Jours : D - Stand : 10

Ivre mort (Black-out)

Léa Guillon est née le 7 mai 1996 à Guéret et vit actuellement à Limoges. Durant sa jeunesse, elle développe des troubles psychiques qui ont entraîné une tentative de suicide, nécessitant une hospitalisation. C’est pendant cette période qu’elle écrit « Ivre de mort, je survis », son roman-témoignage. En amont, elle a obtenu une licence de sciences de l’éducation et un master MEEF encadrement éducatif, qui lui ont permis d’exercer la profession de CPE. Aujourd’hui, Léa est pair-aidante. Son rapport à l’écriture est un outil thérapeutique qui l’a aidée à surmonter les épreuves les plus difficiles. Ainsi, elle souhaite faire connaître son œuvre au grand public : « Elle donne du sens à mon parcours et est légitime dans mon approche thérapeutique ». Ambitieuse, elle dédie son livre au service d’autrui, et réfléchit également à une démarche pédagogique et ludique.

L'histoire
Je suis en perpétuel déséquilibre entre cette douleur intérieure intense et cette volonté d’aller bien pour faire du bien à ceux qui m’entourent.
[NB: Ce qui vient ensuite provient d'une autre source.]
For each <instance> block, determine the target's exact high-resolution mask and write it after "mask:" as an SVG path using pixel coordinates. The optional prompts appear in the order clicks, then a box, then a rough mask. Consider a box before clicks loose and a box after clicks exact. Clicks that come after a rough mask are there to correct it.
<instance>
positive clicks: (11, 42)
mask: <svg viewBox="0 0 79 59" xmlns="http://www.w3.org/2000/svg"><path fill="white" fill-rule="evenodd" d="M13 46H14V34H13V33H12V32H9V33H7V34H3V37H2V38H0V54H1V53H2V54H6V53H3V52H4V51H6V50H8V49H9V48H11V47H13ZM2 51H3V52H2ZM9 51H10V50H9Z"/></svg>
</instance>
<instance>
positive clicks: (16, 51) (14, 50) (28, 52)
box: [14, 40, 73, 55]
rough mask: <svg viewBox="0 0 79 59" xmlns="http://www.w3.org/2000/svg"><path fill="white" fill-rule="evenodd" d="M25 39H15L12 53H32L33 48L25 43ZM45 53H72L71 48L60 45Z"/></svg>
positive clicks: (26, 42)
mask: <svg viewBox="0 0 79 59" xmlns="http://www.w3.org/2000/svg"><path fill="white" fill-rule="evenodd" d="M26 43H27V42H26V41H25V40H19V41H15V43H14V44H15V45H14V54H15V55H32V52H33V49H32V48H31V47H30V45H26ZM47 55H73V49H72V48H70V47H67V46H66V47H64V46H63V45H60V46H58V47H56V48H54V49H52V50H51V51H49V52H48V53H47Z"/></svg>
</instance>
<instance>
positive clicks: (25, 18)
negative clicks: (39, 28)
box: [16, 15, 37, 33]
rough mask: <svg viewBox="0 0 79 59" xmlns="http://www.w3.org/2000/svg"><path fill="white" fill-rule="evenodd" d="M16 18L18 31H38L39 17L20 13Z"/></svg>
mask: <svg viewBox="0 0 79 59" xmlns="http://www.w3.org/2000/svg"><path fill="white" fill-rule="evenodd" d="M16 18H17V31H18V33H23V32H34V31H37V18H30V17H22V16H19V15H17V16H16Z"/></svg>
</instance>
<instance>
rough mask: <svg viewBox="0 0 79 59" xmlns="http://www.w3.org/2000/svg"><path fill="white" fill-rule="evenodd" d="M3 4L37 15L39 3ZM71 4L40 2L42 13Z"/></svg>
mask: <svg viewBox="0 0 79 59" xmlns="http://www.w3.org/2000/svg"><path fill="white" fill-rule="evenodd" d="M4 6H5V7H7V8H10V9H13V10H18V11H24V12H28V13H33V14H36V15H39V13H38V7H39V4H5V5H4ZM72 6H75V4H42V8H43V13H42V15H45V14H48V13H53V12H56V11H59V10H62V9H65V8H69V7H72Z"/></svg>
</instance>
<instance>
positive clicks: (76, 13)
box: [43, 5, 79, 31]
Je suis en déséquilibre permanent entre la volonté d’être morte et celle de vivre intensément.[...] Je déteste être ce que je suis. J’aimerais ne pas être comme ça. J’aimerais penser comme tout le monde, raisonnablement, de manière mesurée, de manière contrôlée. Je n’en peux plus de subir ces avalanches d’émotions, ces idées noires, ce sentiment d’injustice qui me rend impulsive et incontrôlable. [...] Haëlle est une femme comme les autres, enfin, elle aimerait l’être. Parfois, la vie est tellement emplie d’inconnu qu’on a l’impression d’avancer les yeux bandés. Quelle voie emprunter, comment profiter des bons moments et comment panser ses plaies ? Haëlle n’a pas su trouver de réponse, que du vide. Cette situation l’a amenée sur une mauvaise pente et pourtant, même quand elle était au plus bas, sa vie a continué. Et si le vide était en réalité une confrontation avec soi-même ? Et si c’était ça dont elle avait vraiment besoin : trouver les bonnes questions pour se trouver ? Le temps qui nous est accordé, aussi désagréable qu’il puisse être, reste une opportunité. Voici comment Haëlle l’a vécue.